Could the traditional polling station and ballot box become a thing of the past? There have been numerous calls over the past year or so for the introduction of electronic voting in the United Kingdom. There are two forms of e-voting: the first is the replacement of the ballot box with some form of touchscreen and being supervised by an election official to ensure fraud does not occur. This system is used in the USA and appears to be fairly efficient. The second is much more radical: the ability to vote on your own personal device (i.e. a laptop or smartphone).
Campaigns for e-voting claim that the drop in electoral turnout is due to disengagement from the voting system, and this could be rectified with e-voting. However, are young people really disengaged due to an ‘ancient’ voting system? There will be other factors – for example the lack of trust and transparency from politicians to the electorate. The Liberal Democrat vote has crashed following their broken promise regarding the tuition fee cap in 2010, the Tories are suffering the usual punishment towards the governing party and Labour is suffering from weak leadership under Ed Miliband and a loss of identity.

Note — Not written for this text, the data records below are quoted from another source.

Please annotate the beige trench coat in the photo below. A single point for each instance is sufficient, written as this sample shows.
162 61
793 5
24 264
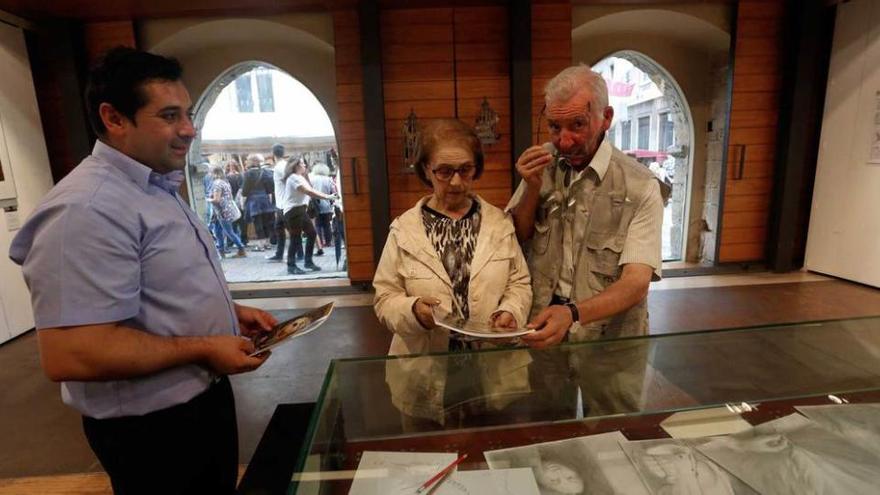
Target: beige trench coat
409 269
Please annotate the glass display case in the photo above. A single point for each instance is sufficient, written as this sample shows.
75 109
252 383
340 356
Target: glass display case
473 402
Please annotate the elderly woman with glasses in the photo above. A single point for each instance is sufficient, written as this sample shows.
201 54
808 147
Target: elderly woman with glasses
453 252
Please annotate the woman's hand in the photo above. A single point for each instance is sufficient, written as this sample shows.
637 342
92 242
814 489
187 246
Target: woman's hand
423 309
503 320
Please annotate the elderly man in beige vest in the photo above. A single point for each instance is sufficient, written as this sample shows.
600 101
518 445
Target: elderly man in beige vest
589 219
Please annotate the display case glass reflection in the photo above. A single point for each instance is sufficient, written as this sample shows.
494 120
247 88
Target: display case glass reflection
523 401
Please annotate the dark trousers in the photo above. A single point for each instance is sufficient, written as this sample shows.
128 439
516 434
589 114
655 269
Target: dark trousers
298 222
279 234
263 225
324 229
185 449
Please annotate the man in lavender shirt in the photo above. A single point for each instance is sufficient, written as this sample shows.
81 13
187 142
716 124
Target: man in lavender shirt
132 310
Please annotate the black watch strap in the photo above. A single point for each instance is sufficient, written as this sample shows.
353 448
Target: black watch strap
575 314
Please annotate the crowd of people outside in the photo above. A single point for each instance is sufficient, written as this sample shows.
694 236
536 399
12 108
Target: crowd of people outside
273 198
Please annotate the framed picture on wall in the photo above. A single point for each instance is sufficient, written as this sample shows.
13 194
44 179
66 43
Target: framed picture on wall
7 185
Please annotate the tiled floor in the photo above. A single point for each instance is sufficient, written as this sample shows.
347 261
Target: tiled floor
42 436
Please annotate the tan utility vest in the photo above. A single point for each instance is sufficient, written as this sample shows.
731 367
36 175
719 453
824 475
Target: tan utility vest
602 212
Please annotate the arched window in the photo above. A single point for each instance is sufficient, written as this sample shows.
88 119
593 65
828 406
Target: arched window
653 124
245 111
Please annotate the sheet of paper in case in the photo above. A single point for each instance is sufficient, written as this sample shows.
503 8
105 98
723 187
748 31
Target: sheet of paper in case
489 482
795 455
858 423
593 464
704 423
392 473
671 466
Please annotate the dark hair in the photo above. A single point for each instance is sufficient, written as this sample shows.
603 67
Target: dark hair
278 150
438 132
118 78
290 169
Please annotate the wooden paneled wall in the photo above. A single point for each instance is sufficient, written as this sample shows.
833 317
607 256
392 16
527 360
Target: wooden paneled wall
757 80
441 63
352 146
101 36
551 52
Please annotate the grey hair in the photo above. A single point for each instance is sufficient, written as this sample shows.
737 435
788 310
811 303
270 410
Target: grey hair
254 159
321 169
567 83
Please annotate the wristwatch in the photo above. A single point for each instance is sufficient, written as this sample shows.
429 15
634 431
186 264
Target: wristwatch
575 314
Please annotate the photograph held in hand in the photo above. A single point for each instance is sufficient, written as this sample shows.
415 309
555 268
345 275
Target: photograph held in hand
294 327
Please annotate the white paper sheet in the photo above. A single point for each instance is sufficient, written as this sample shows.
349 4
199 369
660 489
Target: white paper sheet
704 423
392 473
485 482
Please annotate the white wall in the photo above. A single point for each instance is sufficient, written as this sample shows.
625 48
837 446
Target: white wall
844 234
30 169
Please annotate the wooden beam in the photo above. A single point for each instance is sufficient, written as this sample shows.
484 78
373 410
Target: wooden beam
374 122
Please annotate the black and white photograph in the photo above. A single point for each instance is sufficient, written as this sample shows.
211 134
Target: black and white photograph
592 464
294 327
674 467
793 455
858 423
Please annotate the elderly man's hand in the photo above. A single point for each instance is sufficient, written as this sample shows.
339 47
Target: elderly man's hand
552 324
503 320
423 309
254 321
531 165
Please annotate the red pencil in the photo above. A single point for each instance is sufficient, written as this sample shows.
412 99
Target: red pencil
441 474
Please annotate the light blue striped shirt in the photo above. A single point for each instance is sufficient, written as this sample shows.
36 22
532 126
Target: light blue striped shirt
114 242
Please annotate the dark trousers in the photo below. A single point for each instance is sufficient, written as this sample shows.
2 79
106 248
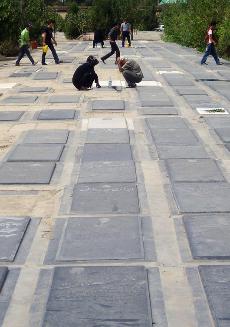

The second form of e-voting would certainly cause a massive increase in electoral turnout, in my opinion. I’m sure the deterrence of having to travel to a polling station and some point in the day, especially difficult if you have a busy job, can be hard to fit in. Whereas, a simple vote online can be done at work or home. However, one of the main problems with online voting is that there can be serious security issues. In Netherlands, the system was used until 2007 and it was stopped due to electoral fraud and security problems. Lord Malloch Brown dismissed this by stating that “they are much more secure than postal votes. The technology we use is very advanced, with high levels of encryption.” The fact that the elections are hold over one day only means it is difficult for hackers to attempt to breach the data. The method also has high profile support from John Bercow – the Speaker of the House of Commons. A Commission which Bercow led into bringing technology into political affairs concluded that e-voting should be brought into use by the 2020 General Election. If the next Government accepts and follows the Commission’s proposals, e-voting could be just 5 years away.